Essas lacunas muitas vezes levam à sensação de que a gestão financeira é uma tarefa árdua, distante e “não médica”. No entanto, ter conhecimento em finanças é fundamental para garantir a longevidade do negócio e a qualidade do cuidado que o médico pode oferecer. Com conhecimento e ferramentas adequadas, esses desafios podem ser superados, transformando a gestão financeira em uma aliada poderosa na prática médica.

2. Gestão de pessoas e processos     

Gerir pessoas e estruturar processos eficientes são desafios cruciais para médicos que lideram hospitais, clínicas ou consultórios. Embora a medicina dependa do trabalho em equipe, poucos médicos são treinados para liderar, delegar e criar uma cultura organizacional exitosa. Questões comuns incluem:

• Atrair e reter talentos;

• Lidar com conflitos internos;

• Criar e padronizar processos;

• Delegar responsabilidades com eficiência.
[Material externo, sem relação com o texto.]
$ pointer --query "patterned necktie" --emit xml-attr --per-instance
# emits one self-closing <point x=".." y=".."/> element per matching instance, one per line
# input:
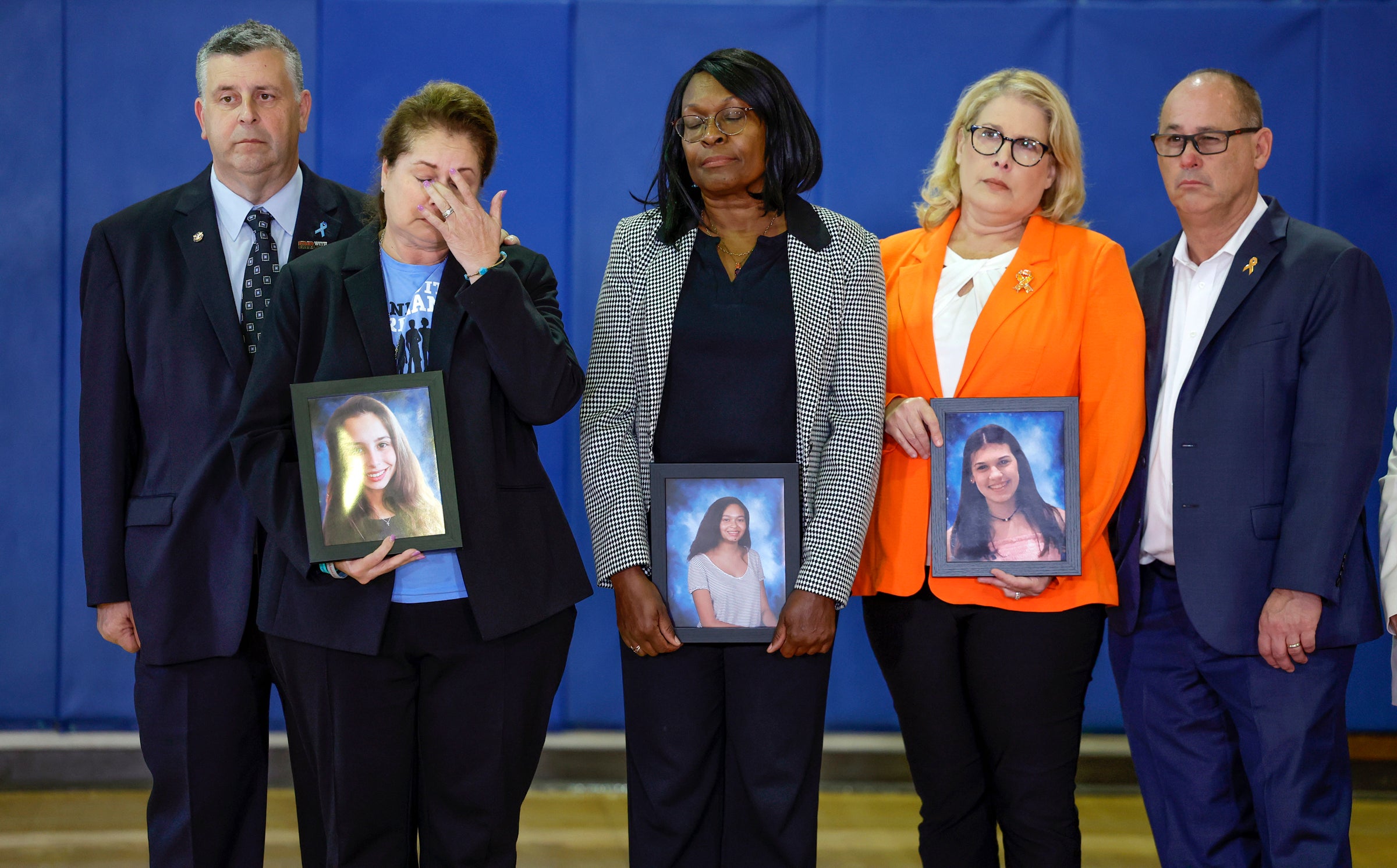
<point x="262" y="265"/>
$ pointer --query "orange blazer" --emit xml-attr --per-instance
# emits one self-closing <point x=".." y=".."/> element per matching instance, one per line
<point x="1079" y="333"/>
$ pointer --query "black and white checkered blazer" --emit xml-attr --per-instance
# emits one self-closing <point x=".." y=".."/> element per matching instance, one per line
<point x="842" y="361"/>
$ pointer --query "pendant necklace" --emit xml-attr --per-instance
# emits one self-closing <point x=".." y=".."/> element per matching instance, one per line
<point x="741" y="258"/>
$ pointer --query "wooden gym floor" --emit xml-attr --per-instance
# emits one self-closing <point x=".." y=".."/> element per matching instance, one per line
<point x="586" y="828"/>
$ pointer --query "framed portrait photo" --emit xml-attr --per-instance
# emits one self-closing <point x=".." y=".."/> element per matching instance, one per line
<point x="1006" y="488"/>
<point x="725" y="547"/>
<point x="375" y="461"/>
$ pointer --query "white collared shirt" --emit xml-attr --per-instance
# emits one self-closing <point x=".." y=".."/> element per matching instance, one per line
<point x="955" y="316"/>
<point x="1196" y="289"/>
<point x="238" y="236"/>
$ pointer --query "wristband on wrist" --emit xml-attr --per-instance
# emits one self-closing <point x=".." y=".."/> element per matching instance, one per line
<point x="501" y="261"/>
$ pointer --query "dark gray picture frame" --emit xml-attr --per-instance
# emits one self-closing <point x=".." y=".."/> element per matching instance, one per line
<point x="302" y="396"/>
<point x="660" y="532"/>
<point x="946" y="463"/>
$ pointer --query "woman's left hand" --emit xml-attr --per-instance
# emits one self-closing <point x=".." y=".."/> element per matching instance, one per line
<point x="1024" y="586"/>
<point x="805" y="627"/>
<point x="471" y="233"/>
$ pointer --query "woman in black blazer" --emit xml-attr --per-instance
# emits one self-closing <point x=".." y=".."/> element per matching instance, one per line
<point x="732" y="279"/>
<point x="427" y="719"/>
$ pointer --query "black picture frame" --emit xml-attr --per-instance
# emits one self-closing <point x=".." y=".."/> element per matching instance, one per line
<point x="309" y="403"/>
<point x="959" y="418"/>
<point x="679" y="492"/>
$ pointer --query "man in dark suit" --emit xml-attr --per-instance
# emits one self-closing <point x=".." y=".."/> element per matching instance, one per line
<point x="175" y="292"/>
<point x="1245" y="575"/>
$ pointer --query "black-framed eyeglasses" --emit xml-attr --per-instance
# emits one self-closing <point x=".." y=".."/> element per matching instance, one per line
<point x="1209" y="141"/>
<point x="730" y="122"/>
<point x="990" y="141"/>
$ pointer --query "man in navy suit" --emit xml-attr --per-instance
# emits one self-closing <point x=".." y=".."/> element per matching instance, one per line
<point x="1244" y="565"/>
<point x="173" y="295"/>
Esses gaps levam ao desgaste, tanto do médico quanto da equipe, e podem comprometer a qualidade do atendimento e a reputação do negócio. Aprender a gerir pessoas e processos não apenas alivia essa carga, mas também transforma a prática médica em um ambiente mais organizado, eficiente e satisfatório para todos.

3. Comunicação, marketing e vendas

No passado, a relação entre médico e paciente era construída pelo boca a boca. Hoje, com a ascensão do ambiente digital, os pacientes estão nas redes sociais e buscam no google informações detalhadas antes de escolher um médico. Não estar presente no mundo digital equivale a não existir para muitos pacientes. Entretanto, a comunicação, o marketing e as vendas não se limitam ao digital. Eles abrangem desde a maneira como o médico apresenta seus serviços até como se comunica com os pacientes no consultório. Isso inclui uma abordagem clara, ética e humanizada, que transmita confiança e autoridade tanto presencialmente quanto nas plataformas digitais. Entre os principais desafios estão:

• Criar uma presença digital relevante sem ferir a ética;

• Atrair novos pacientes em um mercado competitivo;

• Fidelizar pacientes existentes;

• Utilizar estratégias de marketing e vendas de forma ética;

• Medir o impacto das estratégias de marketing e comunicação.

A comunicação eficaz, aliada ao marketing ético e às estratégias de vendas, ajudam a atrair novos pacientes e fortalecem a relação com os atuais. Mais do que uma simples estratégia comercial, o marketing bem feito é um pilar da prática médica moderna, que ajuda a humanizar o atendimento e a destacar a qualidade do serviço em um mercado competitivo.

O desafio do médico moderno

No passado, bastava exercer a medicina com excelência técnica. Hoje, isso não é suficiente. Ignorar conhecimentos de gestão, liderança e empreendedorismo coloca em risco não só nossos negócios, mas também a qualidade do cuidado que podemos oferecer.

Podemos escolher:

1. Aceitar o desafio de aprender e crescer além da prática médica tradicional; ou

2. Continuar delegando essas “talhas” a terceiros, correndo o risco de prejudicar a sustentabilidade de nossos negócios.

O nível de profundidade nesses temas varia conforme nossas responsabilidades. Por exemplo, um diretor de hospital precisa de conhecimento financeiro avançado, enquanto noções básicas são suficientes para quem administra um consultório. Contudo, é clara a necessidade de olharmos para esses assuntos como complementares a nossa formação médica, e não como talhas que podemos apenas delegar e não acompanhar. Elas podem não custar a vida dos nossos pacientes, mas podem custar a sustentabilidade dos nossos negócios.

Nos próximos artigos desta coluna explorarei esses temas e como eles podem transformar nossa forma de liderar negócios e carreiras. Porque, no mundo moderno, liderar com excelência também é uma forma de cuidar.